25 Common Business English Idioms & Phrases

Do you want to sound more like a native speaker and improve your English fluency for work? It’s interesting how many idioms are used in the business world every day. In this post, you'll learn some of the most common business English idioms and expressions. Hopefully, this article will help you feel more confident in understanding some most commonly used English idioms and phrases. 

List of business English idioms and phrases:

1. Ahead of the pack
2. Back to square one
3. Bring something to the table
4. By the book
5. Call it a day
6. Call the shots (also call the tune)
7. Corner the market
8. Cut corners
9. Cut-throat
10. Get (something) off the ground
11. Get/set/start the ball rolling
12. Go the extra mile
13. Hands are tied
14. In a nutshell
15. It’s not rocket science
16. Keep your eye on the ball
17. Know​/​learn the ropes
18. Put the cart before the horse
19. Red tape
20. The bottom line
21. The elephant in the room
22. Think outside the box
23. Twist someone’s arm
24. Up in the air
25. Uphill battle

25 Common Business English Idioms & Phrases

Business English idioms phrases
business English idioms

1) Ahead of the pack

to be more successful than other people who are trying to acquire the same things as you.

Our new management system has kept the company far ahead of the pack in terms of product development.

2) Back to square one

If someone is back to square one, they have to start working on a plan from the beginning because their previous attempt failed completely.

If this idea doesn't work you're back to square one.

3) Bring something to the table

to provide or contribute something that will be a benefit

Dev was the right person to hire – he brings a lot of experience and some important skills to the table.

Keep reading: Love idioms

4) By the book

by following the official rules very strictly

Our boss insists on doing everything by the book.

5Call it a day

to stop doing something because you do not want to do any more or think you have done enough

I've been studying hard – I think I should call it a day.

6) Call the shots (also call the tune)

to be in charge of what is happening and what should happen

Your staff has to do what you say because you're the boss, and you call all the shots here!

7) Corner the market 

If a company corners the market in a specific product, it is more successful than any other company at selling that product.

The company quickly cornered the market on video games.

8) Cut corners

to not do a task as thoroughly as you should, especially because you want to finish it quickly or save money

You could finish this project early only if you cut corners.

Cut corners idiom

9) Cut-throat

a cut-throat situation or activity is one in which people behave in an unfair or immoral way in order to get an advantage over other people

The competition is going to be cut-throat today.

Keep reading: Eye idioms

10) Get (something) off the ground

If an activity or plan gets off the ground or you get it off the ground, it starts or succeeds.

A lot more money will be required to get this plan off the ground.

11) Get/set/start the ball rolling

to begin an activity or process

At the meeting, he tried to get the ball rolling by asking a few questions.

Get the ball rolling idiom

12) Go the extra mile

to do more than you are required to do

She is a nice girl, always ready to go the extra mile for her friends.

13) Hands are tied

If someone says that their hands are tied, they mean that something is preventing them from acting in the way that they want to.

I'd like to help you, but my hands are tied.

14) In a nutshell

very briefly, giving only the main points

Just tell me the truth in a nutshell.

15) It’s not rocket science 

used to say that someone doesn't think that something is very difficult to do or to understand

Our trainer always said, "Basketball is not rocket science.

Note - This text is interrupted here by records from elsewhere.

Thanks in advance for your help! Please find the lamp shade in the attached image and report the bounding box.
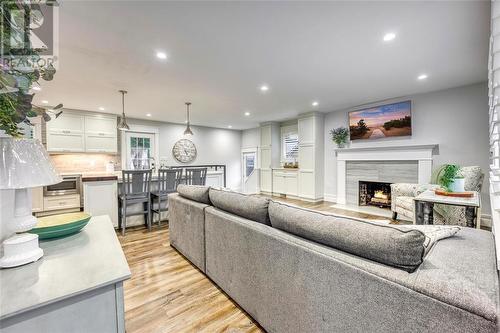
[0,138,61,189]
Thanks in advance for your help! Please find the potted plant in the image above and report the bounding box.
[1,1,62,137]
[330,127,349,148]
[438,164,465,192]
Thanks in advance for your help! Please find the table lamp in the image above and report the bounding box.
[0,138,61,268]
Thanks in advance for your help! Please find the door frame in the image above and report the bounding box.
[120,124,160,170]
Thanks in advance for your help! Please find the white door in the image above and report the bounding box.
[241,149,258,193]
[125,132,156,170]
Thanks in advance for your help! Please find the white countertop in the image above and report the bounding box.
[0,215,131,320]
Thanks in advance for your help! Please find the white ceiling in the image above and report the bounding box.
[36,1,490,129]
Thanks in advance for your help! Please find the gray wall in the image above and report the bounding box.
[126,118,242,190]
[241,127,260,149]
[324,82,490,215]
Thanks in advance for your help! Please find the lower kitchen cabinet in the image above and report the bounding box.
[83,180,118,227]
[272,169,298,197]
[43,194,81,212]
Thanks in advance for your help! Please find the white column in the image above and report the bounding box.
[336,160,346,204]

It's about putting the ball in the basket."

It’s not rocket science idiom

16) Keep your eye on the ball

to give your attention to what you are doing at the time

He really needs to keep his eye on the ball if he wants to win the election.

17) Know​/​learn the ropes

to know or learn how to do something, especially a job

It will take a few days for new employees to know the ropes.

18) Put the cart before the horse

to do things in the wrong order

Isn't she putting the cart before the horse by deciding what to wear for the wedding before she's even been invited to it?

19) Red tape

official rules, laws and processes that seem unnecessary and delay results

She couldn't get her passport in time because of red tape.

20) The bottom line

the final line in the accounts of an organisation or company, stating the total profit or loss that has been made

Kiara keeps a careful eye on the bottom line.

Keep reading: Idioms about time

21) The elephant in the room

a serious problem that everybody is aware of but no one wants to talk about

I do not want to ask the question, but it's the big elephant in the room.

The elephant in the room idiom

22) Think outside the box

to find new ways of doing things, especially of solving problems

To solve this problem, you'll have to think outside the box.

23) Twist someone’s arm

(informal) to try to force somebody to do something

I didn't want to go but Nisha twisted my arm.

24) Up in the air

If a plan is up in the air, you haven't yet decided what will happen.

The whole future of our project is still up in the air.

25) Uphill battle

a very difficult struggle

Starting her own firm has proven to be an uphill battle.